Most businesses regularly monitor key performance indicators, like revenue, Net Promoter Score®, and customer acquisition cost. But what about metrics that provide insight into your company’s biggest cost and biggest asset: your people?
You can measure what matters by collecting people data (behavioral styles, employee engagement, job performance, etc.) through assessments, surveys, and talent audits.
Analyze the evidence.
Once you’ve collected this data, you’ll analyze it within your business context. For example, you may conduct an employee engagement survey and find your employees are not actively engaged in their roles. From here you can form a hypothesis about why this is and ways to solve the issue.
Prescribe improvement actions.
In your collection and analysis of people data, you may uncover several problems you’d like to resolve. The key to successfully prescribing improvement actions is to prioritize and focus on one thing at a time.

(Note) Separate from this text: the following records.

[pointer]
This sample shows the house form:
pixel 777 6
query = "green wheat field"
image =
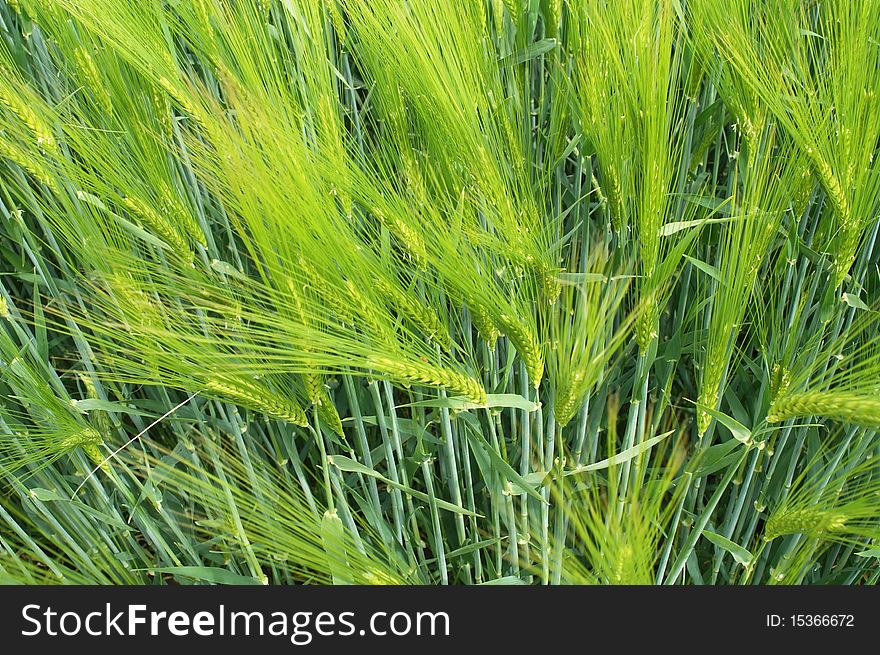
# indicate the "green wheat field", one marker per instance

Consider these factors when prioritizing:
- Examine the magnitude. What’s the level of impact on your organization and business results?
- Determine the relevance. Is this problem really important? Was this problem flagged by your low performers or high performers?

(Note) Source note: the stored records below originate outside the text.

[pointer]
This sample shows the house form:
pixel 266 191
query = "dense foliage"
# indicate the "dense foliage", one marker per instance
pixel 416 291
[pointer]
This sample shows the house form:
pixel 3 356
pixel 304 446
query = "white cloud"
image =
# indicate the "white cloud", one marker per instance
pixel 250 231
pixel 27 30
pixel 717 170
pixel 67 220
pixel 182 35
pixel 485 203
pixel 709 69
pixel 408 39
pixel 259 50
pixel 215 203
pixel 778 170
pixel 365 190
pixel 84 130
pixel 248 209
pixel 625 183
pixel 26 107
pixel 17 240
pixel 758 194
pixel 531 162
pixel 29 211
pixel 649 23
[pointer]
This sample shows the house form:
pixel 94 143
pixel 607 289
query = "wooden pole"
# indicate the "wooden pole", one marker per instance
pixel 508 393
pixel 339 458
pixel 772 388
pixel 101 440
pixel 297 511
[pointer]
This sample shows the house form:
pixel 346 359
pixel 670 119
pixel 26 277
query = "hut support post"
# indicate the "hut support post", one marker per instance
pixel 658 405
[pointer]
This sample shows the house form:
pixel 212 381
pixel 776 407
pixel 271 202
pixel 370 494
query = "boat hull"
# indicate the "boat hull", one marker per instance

- Consider the breadth. How widespread is this problem? Problems that span a larger portion of the organization should take precedence over less impactful issues.
- Look for repetition. Is this a problem that happens over and over? Is there a pattern to the problem (e.g., lower engagement scores consistently coming from newer employees)?
With these considerations in mind, prioritize your action plan and focus on taking one prescriptive action at a time.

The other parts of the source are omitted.